Starvation

This sounds like a problem I want to avoid at all costs.

Starvation is a problem that can occur when a thread is perpetually denied access to a resource it needs to make progress. This can happen when a thread is always preempted by other threads that are also trying to access the same resource.

But wait, when we defined the critical section problem, we had a rule, bounded waiting, that said that a thread that requests access to a critical section should eventually be able to enter it. How can starvation happen if we have this rule?
Well, in theory that rule does help, but let's contrast theory with practice…

Example: Two Threads Competing for a Resource

In this code, we use a semaphore to protect access to a gourmet buffet. Two threads, a hungry thread and a greedy thread, compete for access to the buffet. Both threads

Acquire the semaphore to access the buffet.
Print a message to the console (indicating that they are eating at the buffet).
Release the semaphore.

Each thread also waits for 10ms during the process (so we aren't overwhelmed with messages).

The main driver code starts both threads, waits for two seconds, and then ends the experiment by canceling both threads (you could increase this time for a longer experiment).

Here's the actual code:

#include <assert.h>
#include <pthread.h>
#include <fcntl.h>
#include <semaphore.h>
#include <stdio.h>
#include <stdlib.h>
#include <unistd.h>

#define WRITE_STRING(str) write(STDOUT_FILENO, str "\n", sizeof(str))

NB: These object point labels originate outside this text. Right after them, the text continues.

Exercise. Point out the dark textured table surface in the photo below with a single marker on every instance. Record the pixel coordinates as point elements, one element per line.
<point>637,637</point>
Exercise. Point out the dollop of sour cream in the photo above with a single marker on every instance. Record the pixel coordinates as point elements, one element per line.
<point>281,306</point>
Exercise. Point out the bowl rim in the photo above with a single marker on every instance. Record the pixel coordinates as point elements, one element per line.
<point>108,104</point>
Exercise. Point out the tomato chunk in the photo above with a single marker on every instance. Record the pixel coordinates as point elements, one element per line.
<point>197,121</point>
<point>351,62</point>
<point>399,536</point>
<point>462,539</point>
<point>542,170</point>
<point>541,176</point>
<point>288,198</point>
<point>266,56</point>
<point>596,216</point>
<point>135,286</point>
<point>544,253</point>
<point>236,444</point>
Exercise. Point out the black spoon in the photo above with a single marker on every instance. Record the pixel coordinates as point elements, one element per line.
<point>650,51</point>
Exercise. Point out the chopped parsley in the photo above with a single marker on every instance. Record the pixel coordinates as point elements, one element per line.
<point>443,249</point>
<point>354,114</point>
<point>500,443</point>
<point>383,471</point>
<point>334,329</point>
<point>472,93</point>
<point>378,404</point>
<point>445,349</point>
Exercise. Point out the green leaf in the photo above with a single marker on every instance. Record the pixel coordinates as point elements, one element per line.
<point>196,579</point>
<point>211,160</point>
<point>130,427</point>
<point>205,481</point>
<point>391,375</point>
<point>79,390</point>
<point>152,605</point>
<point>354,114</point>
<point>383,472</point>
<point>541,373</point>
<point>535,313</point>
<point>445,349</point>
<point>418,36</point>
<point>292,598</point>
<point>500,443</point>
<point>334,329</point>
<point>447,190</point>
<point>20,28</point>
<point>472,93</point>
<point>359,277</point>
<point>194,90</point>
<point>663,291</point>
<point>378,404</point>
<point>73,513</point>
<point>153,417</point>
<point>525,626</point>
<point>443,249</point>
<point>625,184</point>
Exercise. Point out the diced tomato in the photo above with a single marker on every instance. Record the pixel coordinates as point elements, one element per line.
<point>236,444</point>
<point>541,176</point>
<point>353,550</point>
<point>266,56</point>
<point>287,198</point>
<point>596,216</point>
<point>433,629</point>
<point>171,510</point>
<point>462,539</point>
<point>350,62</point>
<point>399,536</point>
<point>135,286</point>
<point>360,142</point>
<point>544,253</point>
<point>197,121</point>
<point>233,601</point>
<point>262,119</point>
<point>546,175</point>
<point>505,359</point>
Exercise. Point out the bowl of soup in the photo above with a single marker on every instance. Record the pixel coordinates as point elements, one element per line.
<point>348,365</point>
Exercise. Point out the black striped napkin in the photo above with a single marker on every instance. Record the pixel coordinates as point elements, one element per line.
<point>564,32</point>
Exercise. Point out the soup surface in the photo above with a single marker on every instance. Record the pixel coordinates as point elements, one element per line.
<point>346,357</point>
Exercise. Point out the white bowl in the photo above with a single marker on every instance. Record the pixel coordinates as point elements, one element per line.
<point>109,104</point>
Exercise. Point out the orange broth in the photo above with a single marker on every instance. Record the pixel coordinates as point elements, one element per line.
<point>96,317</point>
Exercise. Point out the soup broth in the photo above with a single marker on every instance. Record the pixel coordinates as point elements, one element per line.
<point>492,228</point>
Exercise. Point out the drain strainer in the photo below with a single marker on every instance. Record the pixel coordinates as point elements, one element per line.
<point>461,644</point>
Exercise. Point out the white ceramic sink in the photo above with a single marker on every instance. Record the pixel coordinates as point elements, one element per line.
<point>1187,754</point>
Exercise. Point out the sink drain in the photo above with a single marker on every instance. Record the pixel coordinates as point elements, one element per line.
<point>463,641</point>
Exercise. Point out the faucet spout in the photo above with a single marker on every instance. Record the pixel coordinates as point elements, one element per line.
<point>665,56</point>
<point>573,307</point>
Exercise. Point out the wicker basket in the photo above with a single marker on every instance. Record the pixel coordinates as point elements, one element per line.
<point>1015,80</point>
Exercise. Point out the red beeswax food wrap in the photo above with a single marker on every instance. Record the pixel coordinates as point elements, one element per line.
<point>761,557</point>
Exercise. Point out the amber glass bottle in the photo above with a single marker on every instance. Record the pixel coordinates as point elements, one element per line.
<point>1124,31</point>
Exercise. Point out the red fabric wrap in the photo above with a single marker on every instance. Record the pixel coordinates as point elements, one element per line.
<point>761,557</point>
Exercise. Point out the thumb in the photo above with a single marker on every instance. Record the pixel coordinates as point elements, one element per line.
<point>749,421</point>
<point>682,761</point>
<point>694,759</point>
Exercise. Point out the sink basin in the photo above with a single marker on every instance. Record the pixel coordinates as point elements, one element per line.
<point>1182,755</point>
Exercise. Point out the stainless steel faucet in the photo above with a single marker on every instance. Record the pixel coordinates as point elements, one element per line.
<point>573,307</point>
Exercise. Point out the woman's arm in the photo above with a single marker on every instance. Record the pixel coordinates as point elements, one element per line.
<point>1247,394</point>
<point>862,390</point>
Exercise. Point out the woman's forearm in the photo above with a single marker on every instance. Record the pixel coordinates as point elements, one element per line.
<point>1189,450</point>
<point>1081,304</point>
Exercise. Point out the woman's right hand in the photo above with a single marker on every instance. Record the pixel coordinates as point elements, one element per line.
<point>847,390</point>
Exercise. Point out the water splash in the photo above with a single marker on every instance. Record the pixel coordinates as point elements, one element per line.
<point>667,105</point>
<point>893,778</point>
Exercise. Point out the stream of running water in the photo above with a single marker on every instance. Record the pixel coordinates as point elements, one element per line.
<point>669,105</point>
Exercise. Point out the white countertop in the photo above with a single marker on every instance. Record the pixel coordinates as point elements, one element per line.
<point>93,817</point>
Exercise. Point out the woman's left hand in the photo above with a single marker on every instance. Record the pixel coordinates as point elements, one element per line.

sem_t *food_sem;    // Imagine this protects access to a gormet buffet

void *
hungry_thread(void *arg)
{
        (void) arg;
        for (;;) {
                sem_wait(food_sem);
                WRITE_STRING("I am the hungry thread, eating...");
                sem_post(food_sem);
                usleep(10000);  // wait for 10ms
        }
}

void *
greedy_thread(void *arg)
{
        (void) arg;
        for (;;) {
                sem_wait(food_sem);
                WRITE_STRING("I am the greedy thread, eating...");
                usleep(10000);  // wait for 10ms
                sem_post(food_sem);
        }
}

static
const char *FOOD_SEM_NAME = "buffet-table";

int
main()
{
        pthread_t greedy_id, hungry_id;
        int err;

        sem_unlink(FOOD_SEM_NAME);
        food_sem = sem_open(FOOD_SEM_NAME, O_CREAT, 0600, 1);
        sem_unlink(FOOD_SEM_NAME);
        if (food_sem == (sem_t *) SEM_FAILED) {
                perror("sem_open failed");
                exit(1);
        }
        err = pthread_create(&greedy_id, NULL, greedy_thread, NULL);
        assert(err == 0);
        err = pthread_create(&hungry_id, NULL, hungry_thread, NULL);
        assert(err == 0);
        WRITE_STRING("Threads created, parent sleeping...");
        usleep(2000000);  // wait for two seconds for experiment to run
        WRITE_STRING("Parent waking up, stopping experiment...");
        pthread_cancel(hungry_id);
        pthread_cancel(greedy_id);
        pthread_join(hungry_id, NULL);
        pthread_join(greedy_id, NULL);
        sem_close(food_sem);
        WRITE_STRING("Threads joined, parent exiting...");
        return 0;
}

(We're not going to try to run this code yet, just look at it.)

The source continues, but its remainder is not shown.